Sehr gut für das BRK

Eine große Ehre für den Kreisverband des Roten Kreuzes. Mit Dr. Alfred Seiters ist am Freitag erstmals ein Präsident des DRK zu Gast.

Der Kreisverband bereitet sich auf hohen Besuch vor. Kreisvorsitzender Simon Wittmann berichtete, das der Präsident des Deutschen Roten Kreuzes, Dr. Alfred Seiters, bei seinem Besuch am Freitag auch vom Präsidenten des BRK, Theo Zellner und von Landesgeschäftsführer Leonhard Stärk begleitet wird. Kreisgeschäftsführer, Direktor Franz Rath, trifft mit seinem Team die letzten Vorbereitungen.

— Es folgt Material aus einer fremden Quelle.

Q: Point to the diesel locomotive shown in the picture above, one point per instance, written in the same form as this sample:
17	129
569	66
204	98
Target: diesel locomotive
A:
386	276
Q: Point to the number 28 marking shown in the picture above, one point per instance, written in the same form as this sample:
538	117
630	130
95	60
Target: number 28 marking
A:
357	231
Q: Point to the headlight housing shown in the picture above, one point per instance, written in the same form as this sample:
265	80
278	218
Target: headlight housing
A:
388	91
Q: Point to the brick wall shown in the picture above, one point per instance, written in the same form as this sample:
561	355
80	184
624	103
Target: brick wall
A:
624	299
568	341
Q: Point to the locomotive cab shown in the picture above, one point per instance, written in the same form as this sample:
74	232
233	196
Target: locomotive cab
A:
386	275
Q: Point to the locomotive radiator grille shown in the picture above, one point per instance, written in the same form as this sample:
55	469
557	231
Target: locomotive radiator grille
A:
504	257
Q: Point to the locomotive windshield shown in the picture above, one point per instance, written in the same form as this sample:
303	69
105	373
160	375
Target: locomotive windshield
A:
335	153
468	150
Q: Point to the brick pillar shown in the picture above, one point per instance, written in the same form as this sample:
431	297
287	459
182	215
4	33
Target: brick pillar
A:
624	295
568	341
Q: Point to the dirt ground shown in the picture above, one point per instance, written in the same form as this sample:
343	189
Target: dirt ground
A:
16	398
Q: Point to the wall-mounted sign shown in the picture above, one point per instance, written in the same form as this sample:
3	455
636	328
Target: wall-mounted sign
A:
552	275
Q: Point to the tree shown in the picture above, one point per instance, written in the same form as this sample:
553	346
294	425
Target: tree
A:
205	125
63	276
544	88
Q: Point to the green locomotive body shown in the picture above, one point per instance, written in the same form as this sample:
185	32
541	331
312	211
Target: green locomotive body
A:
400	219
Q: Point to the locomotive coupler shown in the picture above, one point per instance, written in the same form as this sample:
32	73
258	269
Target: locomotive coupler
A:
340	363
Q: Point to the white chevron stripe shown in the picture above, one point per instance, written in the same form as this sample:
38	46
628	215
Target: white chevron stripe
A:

Auch erfreulich: Wittmann überreichte Vorstandsmitglied Hartmut Ordnung die Ernennungsurkunde zum Katastrophenschutzbeauftragten. Alle Einrichtungen des Kreisverbandes sind bis zum 22. Oktober 2017 neu zertifiziert worden.Vorsitzender Wittmann und Direktor Rath sprachen von einer hohen Auszeichnung, zumal die Anforderungen immer höher geschraubt werden. Ein ähnliches Ergebnis brachten die Qualitätsprüfungen MDK in der Ambulanten Hauskrankenpflege und den Seniorenheimen. Die BRK-Sozialstation schnitt bei der Befragung der Personen mit 1.0 ab, ebenso das BRK Senioren-, Wohn- und Pflegeheim Erbendorf. Überall wurde zumindest die Note 1,2 erreicht.

ILS: Kosten höher

Wenn auch die Schlussrechnungen noch nicht endgültig vorliegen, berichtete Direktor Franz Rath über die bisher angefallenen Baukosten für den Umbau und energetische Sanierung der Integrierten Leitstelle und des Rot-Kreuz-Hauses. Die Kosten liegen derzeit bei 1,45 Millionen Euro, und damit höher als bisher angenommen. Auf Vorschlag von Kreis-Vize Fred Lehner sollte bei Vorlage der Schlussrechnungen eine Aussprache mit der beauftragten Architektin erfolgen.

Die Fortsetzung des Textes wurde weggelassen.